# Word Prediction with GPT-2

Welcome to your word prediction adventure! In this notebook, we'll explore how Large Language Models can predict and complete text sequences using GPT-2.

## Setup and Imports

First, let's install and import the necessary libraries. We'll use the Hugging Face Transformers library for easy access to GPT-2.

In [None]:
# Install required packages
%pip install transformers torch

In [None]:
# Import necessary libraries
from transformers import GPT2LMHeadModel, GPT2Tokenizer, pipeline
import torch
import warnings
warnings.filterwarnings('ignore')

print("Libraries imported successfully!")

## Load the GPT-2 Model

Let's load a pre-trained GPT-2 model.
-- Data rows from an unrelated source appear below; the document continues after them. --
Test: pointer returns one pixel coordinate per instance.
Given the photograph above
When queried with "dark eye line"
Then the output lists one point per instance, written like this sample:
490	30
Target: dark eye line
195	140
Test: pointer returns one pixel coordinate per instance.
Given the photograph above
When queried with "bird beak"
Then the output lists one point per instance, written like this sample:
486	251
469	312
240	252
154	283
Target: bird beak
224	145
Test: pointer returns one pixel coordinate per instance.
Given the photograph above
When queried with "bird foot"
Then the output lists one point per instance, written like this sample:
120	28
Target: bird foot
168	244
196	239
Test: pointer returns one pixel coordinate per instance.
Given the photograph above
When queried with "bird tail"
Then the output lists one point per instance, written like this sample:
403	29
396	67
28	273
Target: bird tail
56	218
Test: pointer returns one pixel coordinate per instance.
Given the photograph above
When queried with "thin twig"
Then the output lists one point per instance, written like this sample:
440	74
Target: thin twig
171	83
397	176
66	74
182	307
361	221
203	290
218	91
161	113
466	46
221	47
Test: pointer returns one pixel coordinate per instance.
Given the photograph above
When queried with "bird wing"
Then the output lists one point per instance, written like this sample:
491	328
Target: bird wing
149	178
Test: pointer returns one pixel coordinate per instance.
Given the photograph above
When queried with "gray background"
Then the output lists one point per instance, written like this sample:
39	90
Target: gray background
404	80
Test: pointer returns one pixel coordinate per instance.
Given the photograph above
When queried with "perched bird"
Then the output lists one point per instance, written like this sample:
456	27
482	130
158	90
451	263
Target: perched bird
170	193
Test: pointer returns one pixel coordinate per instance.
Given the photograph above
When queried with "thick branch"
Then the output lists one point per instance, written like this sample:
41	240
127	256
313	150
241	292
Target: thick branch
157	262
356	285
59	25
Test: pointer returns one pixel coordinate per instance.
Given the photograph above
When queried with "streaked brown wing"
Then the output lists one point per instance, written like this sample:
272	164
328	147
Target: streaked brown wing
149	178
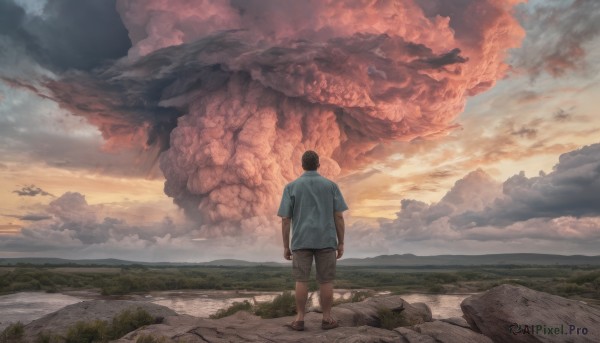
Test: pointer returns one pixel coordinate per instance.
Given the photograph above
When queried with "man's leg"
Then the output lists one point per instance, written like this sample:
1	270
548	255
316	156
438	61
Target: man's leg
326	299
325	260
301	263
301	296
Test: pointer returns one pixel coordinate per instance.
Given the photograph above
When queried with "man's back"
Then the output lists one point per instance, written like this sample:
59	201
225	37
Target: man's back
311	201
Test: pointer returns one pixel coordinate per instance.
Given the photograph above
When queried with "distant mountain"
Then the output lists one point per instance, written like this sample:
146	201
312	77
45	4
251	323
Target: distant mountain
406	260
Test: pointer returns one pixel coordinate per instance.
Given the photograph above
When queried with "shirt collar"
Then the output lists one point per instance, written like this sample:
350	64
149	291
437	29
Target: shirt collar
310	173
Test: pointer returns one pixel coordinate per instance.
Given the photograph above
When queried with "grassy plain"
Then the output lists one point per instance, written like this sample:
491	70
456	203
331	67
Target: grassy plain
579	282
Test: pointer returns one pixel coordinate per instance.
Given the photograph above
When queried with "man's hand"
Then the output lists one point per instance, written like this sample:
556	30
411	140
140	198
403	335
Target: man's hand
287	253
340	250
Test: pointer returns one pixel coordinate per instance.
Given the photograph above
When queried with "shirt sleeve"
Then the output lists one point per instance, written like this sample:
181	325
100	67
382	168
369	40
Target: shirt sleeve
339	204
286	207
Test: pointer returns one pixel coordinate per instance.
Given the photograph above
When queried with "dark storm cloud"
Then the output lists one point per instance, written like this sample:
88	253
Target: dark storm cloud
571	189
558	36
563	204
68	34
31	191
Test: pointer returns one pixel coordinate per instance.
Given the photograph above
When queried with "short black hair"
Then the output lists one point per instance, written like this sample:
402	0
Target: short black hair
310	160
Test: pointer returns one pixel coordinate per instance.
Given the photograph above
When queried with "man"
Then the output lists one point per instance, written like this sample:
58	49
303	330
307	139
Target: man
314	207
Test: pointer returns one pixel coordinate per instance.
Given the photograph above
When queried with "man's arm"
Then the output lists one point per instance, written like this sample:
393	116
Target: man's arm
285	231
340	228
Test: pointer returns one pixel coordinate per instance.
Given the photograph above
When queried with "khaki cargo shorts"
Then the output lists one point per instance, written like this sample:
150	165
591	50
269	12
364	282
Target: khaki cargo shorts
324	260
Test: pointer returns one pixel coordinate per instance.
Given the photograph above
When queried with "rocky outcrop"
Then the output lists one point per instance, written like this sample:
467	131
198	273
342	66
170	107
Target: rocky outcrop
58	322
366	312
487	319
509	313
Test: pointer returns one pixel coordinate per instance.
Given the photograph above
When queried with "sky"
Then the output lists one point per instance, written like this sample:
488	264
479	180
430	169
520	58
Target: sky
166	130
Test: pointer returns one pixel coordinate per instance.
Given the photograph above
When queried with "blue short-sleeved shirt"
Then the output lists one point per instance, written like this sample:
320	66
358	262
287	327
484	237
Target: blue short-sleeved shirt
311	201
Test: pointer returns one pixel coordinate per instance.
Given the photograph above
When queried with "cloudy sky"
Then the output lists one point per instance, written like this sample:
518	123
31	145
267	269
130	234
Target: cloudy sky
166	130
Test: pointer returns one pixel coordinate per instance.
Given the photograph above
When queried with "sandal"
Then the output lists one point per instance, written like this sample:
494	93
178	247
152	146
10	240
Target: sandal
297	325
329	324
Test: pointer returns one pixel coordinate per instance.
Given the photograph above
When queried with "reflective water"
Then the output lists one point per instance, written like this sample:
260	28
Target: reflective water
28	306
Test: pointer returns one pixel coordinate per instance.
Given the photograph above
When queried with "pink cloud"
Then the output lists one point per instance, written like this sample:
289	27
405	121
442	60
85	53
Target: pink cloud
337	77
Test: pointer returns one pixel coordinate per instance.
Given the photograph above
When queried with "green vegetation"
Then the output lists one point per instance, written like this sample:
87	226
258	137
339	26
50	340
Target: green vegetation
581	282
283	305
13	333
235	307
355	297
102	331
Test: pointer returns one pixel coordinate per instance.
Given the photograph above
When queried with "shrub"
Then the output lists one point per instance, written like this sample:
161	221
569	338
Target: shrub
235	307
13	333
101	331
283	305
390	320
355	297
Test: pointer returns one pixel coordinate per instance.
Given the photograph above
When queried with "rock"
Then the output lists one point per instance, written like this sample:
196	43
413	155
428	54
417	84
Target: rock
411	336
357	324
244	327
447	333
58	322
458	321
509	313
365	312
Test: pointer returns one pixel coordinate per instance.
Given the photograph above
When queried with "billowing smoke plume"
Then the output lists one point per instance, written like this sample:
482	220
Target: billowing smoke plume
233	92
We'll use the small version for faster processing.

In [None]:
# Load the GPT-2 model and tokenizer
model_name = "gpt2"  # You can also try "gpt2-medium" for better quality
tokenizer = GPT2Tokenizer.from_pretrained(model_name)
model = GPT2LMHeadModel.from_pretrained(model_name)

# Create a text generation pipeline
generator = pipeline('text-generation', model=model, tokenizer=tokenizer)

print(f"GPT-2 model '{model_name}' loaded successfully!")
print(f"Model has {model.config.n_embd} dimensions and {model.config.n_layer} layers")

## Basic Word Prediction Function

Let's create a simple function to generate text completions with customizable parameters.

In [None]:
def predict_text(prompt, max_new_tokens=10, temperature=1.0, num_return_sequences=1):
    """
    Generate text completion using GPT-2
    
    Args:
        prompt (str): The input text to complete
        max_new_tokens (int): Maximum number of new tokens to generate (excluding prompt)
        temperature (float): Controls randomness (0.1 = conservative, 2.0 = creative)
        num_return_sequences (int): Number of different completions to generate
    
    Returns:
        List of generated text completions
    """
    # Generate text
    outputs = generator(
        prompt,
        max_new_tokens=max_new_tokens,
        temperature=temperature,
        num_return_sequences=num_return_sequences,
        pad_token_id=tokenizer.eos_token_id,
        do_sample=True
    )
    
    # Extract generated text
    completions = []
    for output in outputs:
        generated_text = output['generated_text']
        # Remove the original prompt to show only the completion
        completion = generated_text[len(prompt):].strip()
        completions.append(completion)
    
    return completions

print("Text prediction function ready!")

## Explore Different Parameters

Try experimenting with different settings to see how they affect the predictions!

In [None]:
# Experiment with different temperatures
test_prompt = "In the year 2030, technology will"

temperatures = [0.2, 0.8, 1.5]

for temp in temperatures:
    completion = predict_text(test_prompt, max_new_tokens=10, temperature=temp)[0]
    print(f"Temperature {temp}: '{test_prompt} {completion}'")
    print()

## 🎯 Your Mission: Experiment with Word Prediction

Now it's time to experiment! Try the prompt "The future of artificial intelligence is" with temperature=0.8 and see what creative completion the model generates.

In [None]:
prompt = ""
temperature = 0

# Generate completion
completions = predict_text(prompt, max_new_tokens=60, temperature=temperature)

print(f"Prompt: '{prompt}'")
print(f"Temperature: {temperature}")
print("\nGenerated completion:")
print(f"'{completions[0]}'")

# Show the full generated text
print("\nFull text:")
print(f"'{prompt} {completions[0]}'")

## 🎉 Congratulations!

You've successfully explored word prediction with GPT-2! You've learned how:
- Language models can complete text based on context
- Temperature affects creativity vs. consistency
- The same prompt can generate different completions
- Context and prompt engineering influence the quality of predictions

Feel free to continue experimenting with different prompts and parameters to see what interesting completions you can generate!